Python Find permutable list in a dict list

Question

Given

listOfDict = [{'ref': 1, 'a': 1, 'b': 2, 'c': 3},
              {'ref': 2, 'a': 4, 'b': 5, 'c': 6},
              {'ref': 3, 'a': 7, 'b': 8, 'c': 9}]

Lets' consider a list of permutable integer

[7,8,9]=[7,9,8]=[8,7,9]=[8,9,7]=[9,7,8]=[9,8,7] # (3!)

Each of this list has a unique mapping ref, so how given for (8,7,9) can I get ref=3 ?

Also in real case I might until 10 (a,b,c,d,e,f,g,h,i,j)...

Answer 1

Here is a commented solution to your problem. The idea is to compare the sorted list of the values in a, b, c etc with the sorted values in list_of_ints.
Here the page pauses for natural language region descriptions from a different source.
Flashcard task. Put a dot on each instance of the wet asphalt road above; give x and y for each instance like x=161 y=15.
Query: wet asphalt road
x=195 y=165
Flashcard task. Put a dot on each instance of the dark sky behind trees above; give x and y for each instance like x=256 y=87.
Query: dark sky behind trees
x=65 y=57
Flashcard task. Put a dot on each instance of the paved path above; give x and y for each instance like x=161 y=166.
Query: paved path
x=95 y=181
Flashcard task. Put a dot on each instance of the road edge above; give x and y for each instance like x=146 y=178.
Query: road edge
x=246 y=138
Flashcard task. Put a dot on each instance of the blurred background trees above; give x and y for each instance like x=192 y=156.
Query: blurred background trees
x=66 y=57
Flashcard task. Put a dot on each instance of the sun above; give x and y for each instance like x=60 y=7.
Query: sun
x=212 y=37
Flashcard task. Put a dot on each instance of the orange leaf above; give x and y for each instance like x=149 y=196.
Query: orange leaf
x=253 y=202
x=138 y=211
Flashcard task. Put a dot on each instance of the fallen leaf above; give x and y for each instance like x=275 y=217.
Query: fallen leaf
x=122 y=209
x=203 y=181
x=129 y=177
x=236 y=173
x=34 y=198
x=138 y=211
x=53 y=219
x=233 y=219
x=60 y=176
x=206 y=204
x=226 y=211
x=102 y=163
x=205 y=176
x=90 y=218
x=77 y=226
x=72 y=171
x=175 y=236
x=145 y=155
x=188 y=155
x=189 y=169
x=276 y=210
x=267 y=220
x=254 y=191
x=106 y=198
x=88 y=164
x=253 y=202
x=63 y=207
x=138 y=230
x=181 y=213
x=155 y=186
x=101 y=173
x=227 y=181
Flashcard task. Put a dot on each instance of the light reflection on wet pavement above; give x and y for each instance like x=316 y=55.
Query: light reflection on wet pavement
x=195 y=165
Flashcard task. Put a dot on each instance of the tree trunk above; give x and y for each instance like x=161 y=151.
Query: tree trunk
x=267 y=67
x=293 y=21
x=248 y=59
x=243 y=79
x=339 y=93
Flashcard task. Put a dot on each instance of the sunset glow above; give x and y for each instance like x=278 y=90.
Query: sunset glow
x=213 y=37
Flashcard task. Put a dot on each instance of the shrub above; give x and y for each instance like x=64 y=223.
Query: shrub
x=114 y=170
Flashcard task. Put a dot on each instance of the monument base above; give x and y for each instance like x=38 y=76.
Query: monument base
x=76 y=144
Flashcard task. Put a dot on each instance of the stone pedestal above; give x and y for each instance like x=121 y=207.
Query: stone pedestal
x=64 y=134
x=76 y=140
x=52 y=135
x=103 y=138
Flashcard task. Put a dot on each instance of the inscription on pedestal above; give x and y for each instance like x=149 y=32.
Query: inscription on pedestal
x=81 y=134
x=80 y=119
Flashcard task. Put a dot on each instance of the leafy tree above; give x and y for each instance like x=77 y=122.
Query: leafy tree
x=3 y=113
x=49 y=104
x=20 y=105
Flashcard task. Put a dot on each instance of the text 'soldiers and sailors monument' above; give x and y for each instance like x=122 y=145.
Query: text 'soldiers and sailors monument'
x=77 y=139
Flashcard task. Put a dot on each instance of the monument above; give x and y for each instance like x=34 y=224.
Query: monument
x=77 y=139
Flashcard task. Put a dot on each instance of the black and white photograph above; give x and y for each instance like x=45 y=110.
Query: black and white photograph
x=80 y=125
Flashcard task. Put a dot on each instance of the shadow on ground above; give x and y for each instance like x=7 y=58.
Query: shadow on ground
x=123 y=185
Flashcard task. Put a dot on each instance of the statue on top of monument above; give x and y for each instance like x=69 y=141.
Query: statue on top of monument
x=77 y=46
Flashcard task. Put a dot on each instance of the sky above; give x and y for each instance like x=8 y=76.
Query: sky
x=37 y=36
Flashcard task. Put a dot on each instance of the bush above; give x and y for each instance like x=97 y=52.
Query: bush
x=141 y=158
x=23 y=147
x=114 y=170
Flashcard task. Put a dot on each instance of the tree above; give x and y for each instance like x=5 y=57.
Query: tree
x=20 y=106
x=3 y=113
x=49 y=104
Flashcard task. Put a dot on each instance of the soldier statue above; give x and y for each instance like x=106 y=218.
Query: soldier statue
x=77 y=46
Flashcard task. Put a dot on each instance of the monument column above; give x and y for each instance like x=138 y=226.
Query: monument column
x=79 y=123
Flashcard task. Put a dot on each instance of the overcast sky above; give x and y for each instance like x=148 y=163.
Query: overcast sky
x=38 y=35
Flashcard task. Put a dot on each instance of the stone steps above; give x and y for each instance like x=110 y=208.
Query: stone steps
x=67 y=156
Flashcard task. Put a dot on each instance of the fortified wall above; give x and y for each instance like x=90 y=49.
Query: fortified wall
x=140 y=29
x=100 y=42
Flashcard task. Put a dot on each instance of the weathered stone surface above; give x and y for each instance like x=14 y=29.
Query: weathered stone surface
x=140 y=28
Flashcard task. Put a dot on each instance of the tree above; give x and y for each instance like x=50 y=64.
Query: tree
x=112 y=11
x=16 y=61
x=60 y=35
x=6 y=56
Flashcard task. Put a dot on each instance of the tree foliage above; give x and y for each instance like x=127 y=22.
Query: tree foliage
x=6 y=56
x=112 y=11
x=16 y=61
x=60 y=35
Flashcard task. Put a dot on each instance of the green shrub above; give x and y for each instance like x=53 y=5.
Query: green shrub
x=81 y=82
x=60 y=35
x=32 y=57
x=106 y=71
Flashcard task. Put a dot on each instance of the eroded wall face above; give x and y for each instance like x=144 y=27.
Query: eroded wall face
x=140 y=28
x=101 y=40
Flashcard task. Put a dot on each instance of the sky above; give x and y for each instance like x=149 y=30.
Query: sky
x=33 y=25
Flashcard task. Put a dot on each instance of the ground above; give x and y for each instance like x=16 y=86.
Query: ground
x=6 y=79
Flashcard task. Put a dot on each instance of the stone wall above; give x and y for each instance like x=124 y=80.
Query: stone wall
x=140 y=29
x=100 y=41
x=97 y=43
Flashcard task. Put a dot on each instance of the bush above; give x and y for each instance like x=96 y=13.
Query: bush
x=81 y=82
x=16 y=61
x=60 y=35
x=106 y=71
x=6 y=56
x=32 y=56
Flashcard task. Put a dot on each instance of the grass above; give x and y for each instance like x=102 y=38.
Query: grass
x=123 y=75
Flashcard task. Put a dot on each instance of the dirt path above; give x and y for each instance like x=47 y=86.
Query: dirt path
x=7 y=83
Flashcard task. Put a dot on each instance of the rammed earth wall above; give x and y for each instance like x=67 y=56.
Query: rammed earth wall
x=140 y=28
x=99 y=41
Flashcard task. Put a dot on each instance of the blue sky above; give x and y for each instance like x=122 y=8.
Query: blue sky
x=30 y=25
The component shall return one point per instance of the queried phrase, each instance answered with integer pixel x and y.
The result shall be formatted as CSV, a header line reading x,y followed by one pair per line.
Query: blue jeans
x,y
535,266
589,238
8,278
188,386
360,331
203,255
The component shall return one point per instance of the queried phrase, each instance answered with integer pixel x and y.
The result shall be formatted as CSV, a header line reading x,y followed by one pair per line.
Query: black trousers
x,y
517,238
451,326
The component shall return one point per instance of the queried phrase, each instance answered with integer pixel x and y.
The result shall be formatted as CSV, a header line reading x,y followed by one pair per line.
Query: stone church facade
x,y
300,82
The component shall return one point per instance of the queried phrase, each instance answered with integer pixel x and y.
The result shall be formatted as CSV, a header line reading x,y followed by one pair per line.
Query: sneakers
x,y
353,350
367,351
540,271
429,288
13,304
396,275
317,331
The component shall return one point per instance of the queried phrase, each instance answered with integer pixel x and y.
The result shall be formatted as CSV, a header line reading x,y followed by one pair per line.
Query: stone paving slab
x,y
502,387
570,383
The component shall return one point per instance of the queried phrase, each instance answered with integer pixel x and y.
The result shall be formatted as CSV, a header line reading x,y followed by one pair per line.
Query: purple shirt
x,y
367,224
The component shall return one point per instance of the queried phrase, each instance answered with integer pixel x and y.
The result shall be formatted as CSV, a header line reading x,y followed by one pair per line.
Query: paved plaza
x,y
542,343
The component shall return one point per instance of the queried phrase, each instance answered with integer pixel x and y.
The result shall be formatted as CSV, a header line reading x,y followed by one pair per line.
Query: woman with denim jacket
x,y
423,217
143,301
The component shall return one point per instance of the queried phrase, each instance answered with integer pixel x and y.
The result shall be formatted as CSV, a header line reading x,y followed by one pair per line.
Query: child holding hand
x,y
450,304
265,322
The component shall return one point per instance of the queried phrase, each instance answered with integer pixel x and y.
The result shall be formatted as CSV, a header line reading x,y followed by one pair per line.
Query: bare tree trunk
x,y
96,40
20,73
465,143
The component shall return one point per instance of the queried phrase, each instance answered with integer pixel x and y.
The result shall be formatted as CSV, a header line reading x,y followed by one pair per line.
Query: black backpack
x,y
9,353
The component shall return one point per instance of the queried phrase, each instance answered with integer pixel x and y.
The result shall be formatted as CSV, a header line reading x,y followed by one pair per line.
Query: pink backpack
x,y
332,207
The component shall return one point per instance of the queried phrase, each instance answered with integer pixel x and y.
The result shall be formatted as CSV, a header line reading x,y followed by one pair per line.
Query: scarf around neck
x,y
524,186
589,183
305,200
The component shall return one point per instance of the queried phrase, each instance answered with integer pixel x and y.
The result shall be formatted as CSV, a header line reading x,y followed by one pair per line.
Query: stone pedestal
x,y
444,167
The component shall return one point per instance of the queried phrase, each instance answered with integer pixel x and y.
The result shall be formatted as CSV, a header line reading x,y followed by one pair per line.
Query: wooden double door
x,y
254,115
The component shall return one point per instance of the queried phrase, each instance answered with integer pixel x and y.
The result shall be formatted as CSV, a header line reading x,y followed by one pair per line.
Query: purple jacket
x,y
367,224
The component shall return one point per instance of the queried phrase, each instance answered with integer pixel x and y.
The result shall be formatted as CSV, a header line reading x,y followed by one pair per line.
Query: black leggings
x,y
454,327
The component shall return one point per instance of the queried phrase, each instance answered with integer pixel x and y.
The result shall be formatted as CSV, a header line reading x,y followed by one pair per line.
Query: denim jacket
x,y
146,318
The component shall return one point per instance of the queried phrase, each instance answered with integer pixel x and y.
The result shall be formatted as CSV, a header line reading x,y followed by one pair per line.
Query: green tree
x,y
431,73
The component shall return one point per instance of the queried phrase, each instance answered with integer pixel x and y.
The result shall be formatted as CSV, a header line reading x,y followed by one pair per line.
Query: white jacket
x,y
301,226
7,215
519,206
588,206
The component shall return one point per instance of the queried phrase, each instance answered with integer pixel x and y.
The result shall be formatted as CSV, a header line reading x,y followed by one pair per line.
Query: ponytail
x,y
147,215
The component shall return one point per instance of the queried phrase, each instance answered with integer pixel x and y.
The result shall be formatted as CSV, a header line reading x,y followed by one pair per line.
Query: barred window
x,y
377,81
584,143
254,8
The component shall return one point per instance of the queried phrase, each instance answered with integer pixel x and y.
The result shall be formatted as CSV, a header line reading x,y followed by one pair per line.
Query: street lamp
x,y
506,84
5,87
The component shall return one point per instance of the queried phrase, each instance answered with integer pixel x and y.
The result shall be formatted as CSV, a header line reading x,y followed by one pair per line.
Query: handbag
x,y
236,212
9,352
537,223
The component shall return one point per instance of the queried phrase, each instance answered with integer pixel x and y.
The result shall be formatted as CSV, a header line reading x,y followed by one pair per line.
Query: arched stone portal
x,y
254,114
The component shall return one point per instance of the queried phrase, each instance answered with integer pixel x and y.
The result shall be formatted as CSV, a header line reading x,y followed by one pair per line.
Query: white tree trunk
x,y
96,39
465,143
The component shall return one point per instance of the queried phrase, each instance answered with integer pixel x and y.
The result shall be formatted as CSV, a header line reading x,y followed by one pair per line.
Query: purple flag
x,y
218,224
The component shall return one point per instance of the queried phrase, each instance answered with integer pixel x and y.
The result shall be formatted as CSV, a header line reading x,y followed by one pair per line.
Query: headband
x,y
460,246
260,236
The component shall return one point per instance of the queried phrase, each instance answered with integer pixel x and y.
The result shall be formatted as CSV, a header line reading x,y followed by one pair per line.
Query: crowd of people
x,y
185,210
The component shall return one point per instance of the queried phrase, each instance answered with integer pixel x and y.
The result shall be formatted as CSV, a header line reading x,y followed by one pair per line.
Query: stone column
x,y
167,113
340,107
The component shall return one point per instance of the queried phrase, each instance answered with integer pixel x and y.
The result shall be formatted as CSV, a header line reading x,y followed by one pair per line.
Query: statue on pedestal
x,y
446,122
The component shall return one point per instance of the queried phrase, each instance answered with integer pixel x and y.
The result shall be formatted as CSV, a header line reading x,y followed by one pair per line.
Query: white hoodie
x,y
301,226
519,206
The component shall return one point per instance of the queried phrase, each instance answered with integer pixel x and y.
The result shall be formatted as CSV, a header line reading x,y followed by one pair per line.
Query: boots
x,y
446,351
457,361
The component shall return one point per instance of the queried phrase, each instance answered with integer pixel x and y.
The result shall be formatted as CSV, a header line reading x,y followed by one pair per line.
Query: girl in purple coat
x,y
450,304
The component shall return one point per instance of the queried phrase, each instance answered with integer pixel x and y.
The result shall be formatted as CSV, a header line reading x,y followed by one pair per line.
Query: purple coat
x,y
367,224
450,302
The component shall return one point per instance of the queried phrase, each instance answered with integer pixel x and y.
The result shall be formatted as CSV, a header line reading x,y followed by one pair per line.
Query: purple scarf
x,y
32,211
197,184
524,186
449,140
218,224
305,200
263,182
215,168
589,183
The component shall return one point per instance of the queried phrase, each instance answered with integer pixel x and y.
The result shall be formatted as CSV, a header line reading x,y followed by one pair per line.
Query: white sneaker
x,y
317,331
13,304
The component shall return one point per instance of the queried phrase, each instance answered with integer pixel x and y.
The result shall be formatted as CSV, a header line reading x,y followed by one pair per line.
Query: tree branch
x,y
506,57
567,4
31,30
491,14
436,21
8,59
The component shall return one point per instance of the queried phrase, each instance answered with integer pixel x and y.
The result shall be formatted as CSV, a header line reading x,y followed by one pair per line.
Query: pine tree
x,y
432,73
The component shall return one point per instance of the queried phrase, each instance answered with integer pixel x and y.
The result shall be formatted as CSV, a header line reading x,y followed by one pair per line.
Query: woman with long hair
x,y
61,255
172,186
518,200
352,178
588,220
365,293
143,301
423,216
The sorted values will be the same for all permutations of a given set of numbers.

def get_ref(list_of_ints):
    # Loop through dictionaries in listOfDict.
    for dictionary in listOfDict:
        # Get list of values in each dictionary.
        vals = [dictionary[key] for key in dictionary if key != "ref"]
        if sorted(vals) == sorted(list_of_ints):
            # If sorted values are equal to sorted list of ints, return ref.
            return dictionary["ref"])

By the way, I believe it would be cleaner to structure this data as a dict of dicts in the following way:

dicts = {
    1: {'a': 1, 'b': 2, 'c': 3},
    2: {'a': 4, 'b': 5, 'c': 6},
    3: {'a': 7, 'b': 8, 'c': 9}
}

The code would then be:

def get_ref(list_of_ints):
    for ref, dictionary in dicts.items():
        if sorted(dictionary.values()) == sorted(list_of_ints):
            return ref

Assuming that all integers in the permutations are unique, the code can be simplified further using sets instead of sorted lists.

Answer 2

Since its a list of dict I can call each dict as it self by using for loop and record the first number on ref

for i in listOfDict:
    ref_num=i["ref"]

and to turn dictunary to list we simply use:

z=list(i.values())

then the last step is to find if its the same input list if so we print/return the ref number

if z[1:]==InputList:
        return ref_num

and the code should be like this:

listOfDict = [
{"ref": 1,
 "a": 1,
 "b": 2,
 "c": 3},
{"ref": 2,
    "a": 4,
    "b": 5,
    "c": 6},
{"ref": 3,
    "a": 7,
    "b": 8,
    "c": 9},]

def find_ref_Num(InputList):
for i in listOfDict:
    ref_num=i["ref"]
    z=list(i.values())
    if z[1:]==InputList:
        return ref_num

print ("your ref number is: "+str(find_ref_Num([7,8,9])))

Answer 3

You can generate a dictionary that maps the values as frozenset to the value of ref:

listOfDict = [{'ref': 1, 'a': 1, 'b': 2, 'c': 3},
              {'ref': 2, 'a': 4, 'b': 5, 'c': 6},
              {'ref': 3, 'a': 7, 'b': 8, 'c': 9}]

keys = ['a', 'b', 'c']

out = {frozenset(d[k] for k in keys): d['ref'] for d in listOfDict}
# {frozenset({1, 2, 3}): 1,
#  frozenset({4, 5, 6}): 2,
#  frozenset({7, 8, 9}): 3}

example:

check = frozenset((8,7,9))

out[check]
# 3

but I don't know in advance the name of the other keys!

Then use this approach:

out = {}
for d in listOfDict:
    d2 = d.copy() # this is to avoid modifying the original object
    out[frozenset(d2.values())] = d2.pop('ref')
out

or as a comprehension:

out = dict(((d2:=d.copy()).pop('ref'), frozenset(d2.values()))[::-1]
           for d in listOfDict)